Para que não fique pior do que está

MAURÍCIO RIBEIRO LOPES


Não importa se o candidato Tiririca teve mais de 1,3 milhão de votos; nem 50 milhões poderiam revogar o texto da nossa Constituição


O Ministério Público é essencial à função jurisdicional do Estado, incumbindo-lhe a defesa da ordem jurídica e do regime democrático, segundo o artigo 127 da Constituição Federal. A mesma Constituição diz que analfabetos são inelegíveis.
Nas recentes eleições, ao Ministério Público Eleitoral, na defesa da ordem jurídica e do regime democrático, para garantir a soberania popular por meio do sistema representativo, coube impugnar por diversas vias a candidatura de Tiririca, pelas dúvidas levantadas em relação a ele ser não alfabetizado.
Não importa se o candidato teve mais de 1,3 milhão de votos. Nem 50 milhões poderiam revogar o texto da Constituição.
Essa é a garantia do Estado democrático de Direito: a sujeição de todos, com igualdade, à lei.
Para o registro da candidatura a cargo eletivo é indispensável documento de escolaridade. Não que a lei exija que ele tenha alguma. Pode ser autodidata, nunca ter ido à escola e ter aprendido a ler e escrever por esforço próprio.
Se não dispuser do comprovante, uma resolução do Tribunal Superior Eleitoral diz que o candidato, de próprio punho, deve fazer declaração de que sabe ler e escrever. Nada mais se exige.
Tal declaração deve ser redigida diante de funcionário da Justiça Eleitoral, com certidão. Se ainda assim houver dúvida, de modo reservado a Justiça Eleitoral poderá, por outros meios, aferir a alfabetização.
No exame da documentação de Tiririca notou-se indício de fraude gravíssima, que contamina todo o processo eleitoral.
A tal declaração, segundo perícia do Instituto de Criminalística, contém "artificialismo gráfico", indicativo de que "o autor dos manuscritos examinados possui habilidade gráfica maior do que aquela que ele objetivou registrar ao longo do texto", ou seja, de que a declaração tenha sido escrita por outra pessoa.
Isso é crime punido com reclusão de até cinco anos.

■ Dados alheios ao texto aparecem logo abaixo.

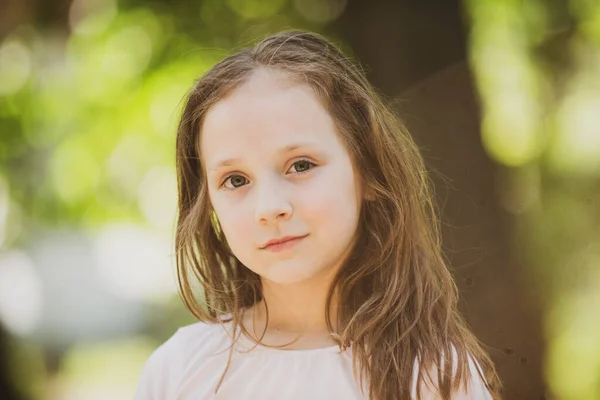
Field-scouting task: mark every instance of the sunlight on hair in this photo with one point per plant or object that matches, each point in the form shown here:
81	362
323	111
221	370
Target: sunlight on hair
15	66
137	264
21	296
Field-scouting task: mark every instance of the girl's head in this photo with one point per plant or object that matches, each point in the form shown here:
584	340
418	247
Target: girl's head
289	174
289	139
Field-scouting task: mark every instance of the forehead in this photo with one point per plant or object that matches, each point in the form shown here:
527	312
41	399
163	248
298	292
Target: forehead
265	114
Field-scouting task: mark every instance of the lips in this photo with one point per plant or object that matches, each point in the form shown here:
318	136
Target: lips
285	239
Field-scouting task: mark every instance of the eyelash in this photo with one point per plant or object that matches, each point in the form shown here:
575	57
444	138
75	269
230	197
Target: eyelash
295	162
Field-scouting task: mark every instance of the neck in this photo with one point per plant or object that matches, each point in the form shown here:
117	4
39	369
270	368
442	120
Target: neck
295	312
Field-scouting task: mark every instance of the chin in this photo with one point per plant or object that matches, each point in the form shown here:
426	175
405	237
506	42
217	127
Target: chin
287	276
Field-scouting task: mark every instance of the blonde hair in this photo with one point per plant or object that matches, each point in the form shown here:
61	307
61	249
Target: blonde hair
398	300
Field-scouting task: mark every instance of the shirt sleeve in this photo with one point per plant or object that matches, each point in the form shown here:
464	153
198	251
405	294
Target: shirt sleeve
157	377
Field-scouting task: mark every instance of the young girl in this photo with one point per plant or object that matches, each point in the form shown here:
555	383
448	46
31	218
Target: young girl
307	222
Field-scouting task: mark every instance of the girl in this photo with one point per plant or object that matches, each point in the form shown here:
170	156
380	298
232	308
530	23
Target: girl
306	218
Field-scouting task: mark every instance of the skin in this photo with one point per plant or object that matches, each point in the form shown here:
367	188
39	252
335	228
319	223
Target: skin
269	193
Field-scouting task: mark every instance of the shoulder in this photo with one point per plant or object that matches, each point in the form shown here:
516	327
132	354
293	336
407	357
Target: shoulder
166	365
475	388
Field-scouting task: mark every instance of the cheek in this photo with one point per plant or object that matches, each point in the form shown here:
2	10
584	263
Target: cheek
235	224
332	207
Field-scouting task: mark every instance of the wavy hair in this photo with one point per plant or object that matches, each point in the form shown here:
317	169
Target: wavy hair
398	300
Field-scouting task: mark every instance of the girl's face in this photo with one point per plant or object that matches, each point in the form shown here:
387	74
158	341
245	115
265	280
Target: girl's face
288	174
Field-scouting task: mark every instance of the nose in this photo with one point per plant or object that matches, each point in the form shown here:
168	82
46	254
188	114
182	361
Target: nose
272	203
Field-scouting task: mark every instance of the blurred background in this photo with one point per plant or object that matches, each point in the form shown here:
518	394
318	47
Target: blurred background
502	96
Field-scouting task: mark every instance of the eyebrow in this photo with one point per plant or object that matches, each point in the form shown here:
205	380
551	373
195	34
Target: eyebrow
286	149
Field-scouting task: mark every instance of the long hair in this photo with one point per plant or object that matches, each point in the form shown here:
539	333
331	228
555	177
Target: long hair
397	299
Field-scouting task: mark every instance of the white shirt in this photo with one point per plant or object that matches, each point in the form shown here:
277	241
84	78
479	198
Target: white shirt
190	363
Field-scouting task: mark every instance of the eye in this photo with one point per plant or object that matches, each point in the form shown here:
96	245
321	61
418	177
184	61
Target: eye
302	166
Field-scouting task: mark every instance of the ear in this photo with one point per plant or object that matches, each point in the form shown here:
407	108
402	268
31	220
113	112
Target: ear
369	195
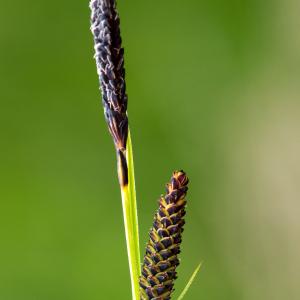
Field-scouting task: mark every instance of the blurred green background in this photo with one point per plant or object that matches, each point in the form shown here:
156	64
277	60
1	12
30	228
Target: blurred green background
213	88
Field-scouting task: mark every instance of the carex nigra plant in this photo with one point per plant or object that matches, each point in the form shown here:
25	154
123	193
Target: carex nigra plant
156	280
160	261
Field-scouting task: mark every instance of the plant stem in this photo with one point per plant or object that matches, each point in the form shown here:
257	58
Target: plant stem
131	223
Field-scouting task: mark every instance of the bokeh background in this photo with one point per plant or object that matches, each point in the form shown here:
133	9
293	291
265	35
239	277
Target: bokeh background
213	88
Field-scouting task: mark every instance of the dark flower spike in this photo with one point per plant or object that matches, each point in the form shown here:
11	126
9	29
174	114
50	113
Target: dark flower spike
109	55
160	261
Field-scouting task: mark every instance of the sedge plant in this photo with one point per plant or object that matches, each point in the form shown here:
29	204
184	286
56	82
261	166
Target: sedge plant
156	279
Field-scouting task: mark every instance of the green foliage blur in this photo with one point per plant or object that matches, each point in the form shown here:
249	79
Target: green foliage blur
213	89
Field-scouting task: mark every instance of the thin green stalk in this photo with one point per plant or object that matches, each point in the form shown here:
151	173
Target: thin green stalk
131	223
191	280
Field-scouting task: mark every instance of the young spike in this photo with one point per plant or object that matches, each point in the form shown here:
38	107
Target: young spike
109	55
105	26
160	260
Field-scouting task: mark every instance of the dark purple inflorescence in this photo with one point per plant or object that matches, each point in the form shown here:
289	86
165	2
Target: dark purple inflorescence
105	26
160	261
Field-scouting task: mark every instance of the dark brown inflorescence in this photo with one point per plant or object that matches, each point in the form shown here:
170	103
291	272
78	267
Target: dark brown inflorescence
105	26
160	261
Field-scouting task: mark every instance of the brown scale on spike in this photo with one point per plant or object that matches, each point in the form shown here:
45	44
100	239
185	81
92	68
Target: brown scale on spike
160	261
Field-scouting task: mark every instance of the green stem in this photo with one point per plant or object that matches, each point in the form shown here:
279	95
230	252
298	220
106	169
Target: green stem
131	223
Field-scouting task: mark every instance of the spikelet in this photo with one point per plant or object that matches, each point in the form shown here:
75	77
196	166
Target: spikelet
109	55
160	260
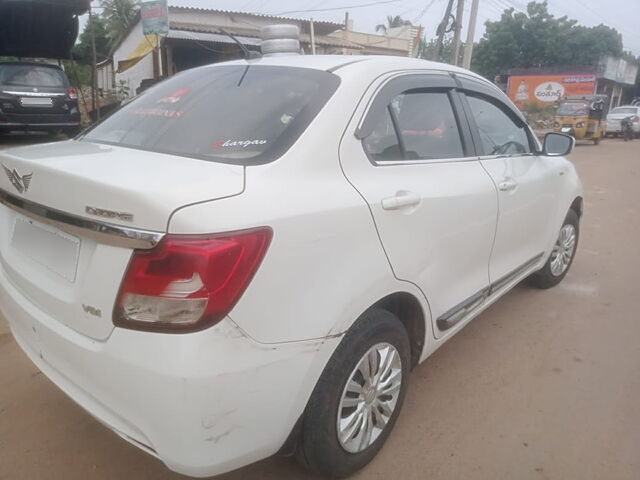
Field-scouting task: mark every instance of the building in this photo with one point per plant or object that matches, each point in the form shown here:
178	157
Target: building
196	37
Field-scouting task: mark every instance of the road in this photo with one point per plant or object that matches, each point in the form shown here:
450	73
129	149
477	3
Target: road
543	385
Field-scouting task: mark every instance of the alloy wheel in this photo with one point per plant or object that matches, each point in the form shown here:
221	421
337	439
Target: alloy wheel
369	398
563	250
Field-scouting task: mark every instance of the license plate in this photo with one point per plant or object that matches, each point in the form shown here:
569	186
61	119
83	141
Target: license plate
50	247
36	102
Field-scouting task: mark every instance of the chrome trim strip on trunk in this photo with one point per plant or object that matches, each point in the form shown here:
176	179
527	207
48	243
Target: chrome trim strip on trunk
34	94
101	232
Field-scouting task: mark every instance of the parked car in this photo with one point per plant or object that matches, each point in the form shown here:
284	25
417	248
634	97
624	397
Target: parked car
37	96
250	257
614	118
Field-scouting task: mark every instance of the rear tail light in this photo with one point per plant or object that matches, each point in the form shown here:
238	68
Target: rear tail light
189	282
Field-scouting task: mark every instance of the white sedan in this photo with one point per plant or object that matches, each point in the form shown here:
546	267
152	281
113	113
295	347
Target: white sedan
250	257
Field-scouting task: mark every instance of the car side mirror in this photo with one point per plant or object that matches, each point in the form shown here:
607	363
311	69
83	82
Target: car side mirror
558	144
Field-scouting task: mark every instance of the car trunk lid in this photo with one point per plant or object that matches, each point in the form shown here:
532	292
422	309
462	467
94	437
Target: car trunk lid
72	274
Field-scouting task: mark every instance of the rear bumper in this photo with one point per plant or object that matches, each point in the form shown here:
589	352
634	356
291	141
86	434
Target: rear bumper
617	128
35	121
203	403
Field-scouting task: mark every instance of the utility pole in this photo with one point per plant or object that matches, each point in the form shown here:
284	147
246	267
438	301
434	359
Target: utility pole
313	37
442	29
94	61
468	48
457	33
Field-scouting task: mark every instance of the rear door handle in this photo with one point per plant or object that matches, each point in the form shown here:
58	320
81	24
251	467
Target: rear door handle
507	185
401	199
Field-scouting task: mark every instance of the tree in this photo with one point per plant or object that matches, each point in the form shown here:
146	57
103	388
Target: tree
119	16
82	51
428	49
392	22
538	39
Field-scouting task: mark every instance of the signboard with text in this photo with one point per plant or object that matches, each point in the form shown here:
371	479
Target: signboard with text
547	89
155	17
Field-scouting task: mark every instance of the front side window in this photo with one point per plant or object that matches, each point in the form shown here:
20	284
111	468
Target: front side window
425	129
499	133
244	114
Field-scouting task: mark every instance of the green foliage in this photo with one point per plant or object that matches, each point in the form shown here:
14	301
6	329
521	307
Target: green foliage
392	22
122	89
79	74
428	50
118	15
538	39
108	28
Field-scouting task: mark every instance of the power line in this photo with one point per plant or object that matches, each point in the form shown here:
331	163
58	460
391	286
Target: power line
423	11
380	2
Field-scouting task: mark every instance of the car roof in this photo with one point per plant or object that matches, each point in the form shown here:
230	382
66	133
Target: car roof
355	63
32	64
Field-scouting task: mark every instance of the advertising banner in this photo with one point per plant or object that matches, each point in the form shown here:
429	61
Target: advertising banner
547	89
155	17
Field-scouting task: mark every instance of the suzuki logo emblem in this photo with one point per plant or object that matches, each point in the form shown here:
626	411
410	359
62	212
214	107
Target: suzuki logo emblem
20	182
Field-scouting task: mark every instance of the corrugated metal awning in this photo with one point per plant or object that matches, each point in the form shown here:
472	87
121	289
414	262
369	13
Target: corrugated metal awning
210	37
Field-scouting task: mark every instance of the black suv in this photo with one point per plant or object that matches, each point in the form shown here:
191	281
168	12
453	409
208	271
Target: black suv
37	96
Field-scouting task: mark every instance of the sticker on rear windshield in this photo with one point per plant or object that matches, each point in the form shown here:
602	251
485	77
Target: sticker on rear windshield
176	96
238	143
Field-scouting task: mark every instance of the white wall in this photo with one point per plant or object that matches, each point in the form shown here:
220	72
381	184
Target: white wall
143	69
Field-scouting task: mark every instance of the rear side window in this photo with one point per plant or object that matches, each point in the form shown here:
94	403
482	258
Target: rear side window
499	133
426	125
236	114
32	76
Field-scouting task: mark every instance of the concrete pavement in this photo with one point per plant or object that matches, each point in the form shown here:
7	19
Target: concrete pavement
543	385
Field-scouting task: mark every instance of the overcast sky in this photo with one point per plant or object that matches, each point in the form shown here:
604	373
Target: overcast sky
623	15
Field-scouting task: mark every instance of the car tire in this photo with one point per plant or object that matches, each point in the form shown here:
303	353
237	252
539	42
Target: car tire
562	255
319	448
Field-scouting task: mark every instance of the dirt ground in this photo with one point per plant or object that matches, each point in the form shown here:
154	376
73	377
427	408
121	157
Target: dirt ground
543	385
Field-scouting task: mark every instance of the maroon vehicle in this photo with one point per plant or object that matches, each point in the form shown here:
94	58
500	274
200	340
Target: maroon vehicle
37	96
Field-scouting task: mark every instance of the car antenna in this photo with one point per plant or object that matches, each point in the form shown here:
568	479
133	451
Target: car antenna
248	54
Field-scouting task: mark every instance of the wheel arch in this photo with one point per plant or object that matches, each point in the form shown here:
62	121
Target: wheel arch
409	311
576	206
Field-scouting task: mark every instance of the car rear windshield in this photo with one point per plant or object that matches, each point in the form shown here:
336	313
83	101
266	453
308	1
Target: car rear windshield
629	110
573	108
32	76
242	114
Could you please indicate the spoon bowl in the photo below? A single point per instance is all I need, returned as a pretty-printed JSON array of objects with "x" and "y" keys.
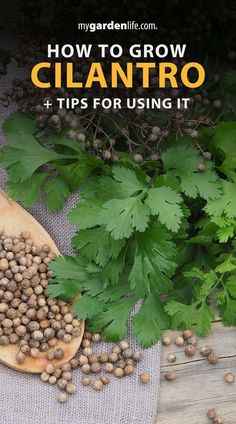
[{"x": 13, "y": 221}]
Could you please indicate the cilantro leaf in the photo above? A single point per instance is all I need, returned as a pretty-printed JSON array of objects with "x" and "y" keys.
[
  {"x": 226, "y": 204},
  {"x": 113, "y": 320},
  {"x": 127, "y": 182},
  {"x": 123, "y": 216},
  {"x": 57, "y": 193},
  {"x": 96, "y": 244},
  {"x": 182, "y": 162},
  {"x": 165, "y": 203},
  {"x": 24, "y": 154},
  {"x": 28, "y": 191},
  {"x": 152, "y": 263},
  {"x": 86, "y": 307}
]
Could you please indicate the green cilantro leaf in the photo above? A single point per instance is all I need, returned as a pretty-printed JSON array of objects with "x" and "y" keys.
[
  {"x": 226, "y": 204},
  {"x": 87, "y": 307},
  {"x": 113, "y": 320},
  {"x": 165, "y": 203},
  {"x": 152, "y": 263},
  {"x": 123, "y": 216},
  {"x": 182, "y": 162},
  {"x": 28, "y": 191},
  {"x": 57, "y": 193}
]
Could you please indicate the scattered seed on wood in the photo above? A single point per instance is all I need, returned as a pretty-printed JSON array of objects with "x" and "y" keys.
[
  {"x": 190, "y": 350},
  {"x": 205, "y": 350},
  {"x": 144, "y": 378},
  {"x": 171, "y": 357},
  {"x": 179, "y": 341},
  {"x": 166, "y": 341},
  {"x": 186, "y": 334},
  {"x": 229, "y": 378},
  {"x": 62, "y": 397},
  {"x": 97, "y": 385},
  {"x": 170, "y": 375},
  {"x": 213, "y": 358}
]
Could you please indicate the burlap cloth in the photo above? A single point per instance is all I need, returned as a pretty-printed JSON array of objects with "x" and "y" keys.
[{"x": 25, "y": 399}]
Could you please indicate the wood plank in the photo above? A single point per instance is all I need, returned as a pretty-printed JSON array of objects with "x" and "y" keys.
[{"x": 199, "y": 385}]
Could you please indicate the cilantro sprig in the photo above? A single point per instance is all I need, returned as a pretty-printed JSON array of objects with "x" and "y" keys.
[{"x": 155, "y": 241}]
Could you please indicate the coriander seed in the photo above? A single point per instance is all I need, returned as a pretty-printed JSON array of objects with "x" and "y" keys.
[
  {"x": 179, "y": 341},
  {"x": 190, "y": 350},
  {"x": 171, "y": 357},
  {"x": 119, "y": 372},
  {"x": 105, "y": 380},
  {"x": 166, "y": 341},
  {"x": 86, "y": 380},
  {"x": 96, "y": 367},
  {"x": 45, "y": 376},
  {"x": 71, "y": 388},
  {"x": 50, "y": 368},
  {"x": 62, "y": 397},
  {"x": 205, "y": 350},
  {"x": 108, "y": 367},
  {"x": 124, "y": 345},
  {"x": 62, "y": 383},
  {"x": 144, "y": 378},
  {"x": 52, "y": 379},
  {"x": 186, "y": 334},
  {"x": 170, "y": 376},
  {"x": 97, "y": 385},
  {"x": 229, "y": 378},
  {"x": 129, "y": 370},
  {"x": 213, "y": 358}
]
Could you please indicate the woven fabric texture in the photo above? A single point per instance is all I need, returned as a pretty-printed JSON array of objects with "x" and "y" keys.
[{"x": 25, "y": 398}]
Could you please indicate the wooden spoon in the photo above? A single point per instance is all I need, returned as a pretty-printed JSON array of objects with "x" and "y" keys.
[{"x": 13, "y": 220}]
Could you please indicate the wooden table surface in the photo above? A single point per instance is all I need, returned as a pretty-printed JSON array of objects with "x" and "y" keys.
[{"x": 199, "y": 386}]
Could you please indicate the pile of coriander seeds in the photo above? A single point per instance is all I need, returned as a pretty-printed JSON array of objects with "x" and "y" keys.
[
  {"x": 28, "y": 317},
  {"x": 36, "y": 323},
  {"x": 96, "y": 369}
]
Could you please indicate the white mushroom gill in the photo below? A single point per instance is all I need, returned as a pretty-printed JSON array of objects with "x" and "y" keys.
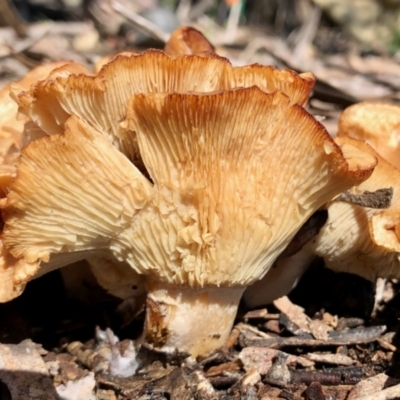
[{"x": 234, "y": 175}]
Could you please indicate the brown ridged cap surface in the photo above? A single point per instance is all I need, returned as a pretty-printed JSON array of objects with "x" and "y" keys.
[
  {"x": 187, "y": 40},
  {"x": 376, "y": 123},
  {"x": 362, "y": 240}
]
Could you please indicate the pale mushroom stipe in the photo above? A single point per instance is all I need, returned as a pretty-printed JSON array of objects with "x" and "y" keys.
[{"x": 185, "y": 173}]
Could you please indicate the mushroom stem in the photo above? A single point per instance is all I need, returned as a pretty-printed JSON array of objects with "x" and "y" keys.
[{"x": 196, "y": 321}]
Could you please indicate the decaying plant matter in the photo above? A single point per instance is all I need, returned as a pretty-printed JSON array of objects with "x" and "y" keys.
[
  {"x": 361, "y": 235},
  {"x": 183, "y": 172},
  {"x": 376, "y": 123}
]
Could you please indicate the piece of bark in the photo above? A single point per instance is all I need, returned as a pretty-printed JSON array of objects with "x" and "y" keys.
[
  {"x": 336, "y": 338},
  {"x": 334, "y": 359},
  {"x": 314, "y": 392},
  {"x": 368, "y": 386},
  {"x": 344, "y": 323},
  {"x": 319, "y": 329},
  {"x": 294, "y": 313},
  {"x": 390, "y": 393},
  {"x": 329, "y": 376},
  {"x": 261, "y": 359},
  {"x": 380, "y": 199},
  {"x": 24, "y": 372}
]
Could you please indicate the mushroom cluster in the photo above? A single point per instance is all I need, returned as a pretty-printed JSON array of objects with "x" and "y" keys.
[
  {"x": 177, "y": 172},
  {"x": 362, "y": 232}
]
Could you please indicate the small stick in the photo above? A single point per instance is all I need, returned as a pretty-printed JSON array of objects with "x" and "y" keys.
[{"x": 141, "y": 23}]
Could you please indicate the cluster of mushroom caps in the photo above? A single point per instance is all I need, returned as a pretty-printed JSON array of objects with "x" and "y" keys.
[{"x": 175, "y": 173}]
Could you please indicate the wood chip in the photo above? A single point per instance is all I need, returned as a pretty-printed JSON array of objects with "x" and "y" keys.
[
  {"x": 386, "y": 394},
  {"x": 336, "y": 338},
  {"x": 368, "y": 386},
  {"x": 261, "y": 359},
  {"x": 335, "y": 359},
  {"x": 319, "y": 329},
  {"x": 293, "y": 312},
  {"x": 24, "y": 372}
]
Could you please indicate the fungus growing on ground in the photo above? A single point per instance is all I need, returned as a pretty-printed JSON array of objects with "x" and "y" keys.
[
  {"x": 376, "y": 123},
  {"x": 11, "y": 127},
  {"x": 363, "y": 238},
  {"x": 223, "y": 182},
  {"x": 187, "y": 40}
]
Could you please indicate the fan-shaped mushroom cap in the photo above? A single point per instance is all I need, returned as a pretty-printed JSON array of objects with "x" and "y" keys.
[
  {"x": 360, "y": 240},
  {"x": 376, "y": 123},
  {"x": 12, "y": 126},
  {"x": 211, "y": 209},
  {"x": 234, "y": 174},
  {"x": 187, "y": 40},
  {"x": 102, "y": 100}
]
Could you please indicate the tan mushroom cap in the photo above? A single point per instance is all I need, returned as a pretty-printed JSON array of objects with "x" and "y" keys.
[
  {"x": 376, "y": 123},
  {"x": 361, "y": 240},
  {"x": 12, "y": 126},
  {"x": 215, "y": 215},
  {"x": 102, "y": 100},
  {"x": 187, "y": 40}
]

Não é um começo auspicioso de carreira. Se alguns quiserem discutir a conveniência da norma constitucional que veda a elegibilidade de analfabeto, podem fazê-lo à vontade, mas driblar a exigência constitucional por meio da prática de crime é inaceitável.
O Ministério Público acredita na plena validade da exigência constitucional que torna inelegível o analfabeto. Como seria possível elaborar leis ou participar do processo de sua elaboração sem essa condição mínima: a de saber ler e escrever.
Não há nenhum elitismo ou discriminação em tal exigência, como não haveria em exigir que um aeronauta ou um motorista de coletivo tenha visão acurada. São condições gerais de exigibilidade para o exercício de determinada função, na qual a condição exigida é proporcional à finalidade da atuação.
Em nenhum momento o Ministério Público Eleitoral se pautou por qualquer viés discriminatório ou de pendor elitista.
Foi na defesa do sistema representativo, da cidadania, da dignidade da pessoa humana e do regime democrático que atuou, buscando garantir que a Constituição triunfasse, mesmo contra 1,3 milhão de votos, porque no passado, por muito menos, experimentamos tempos muito piores.


MAURÍCIO RIBEIRO LOPES é promotor de Justiça Eleitoral do Ministério Público de São Paulo e responsável pelo caso de Tiririca.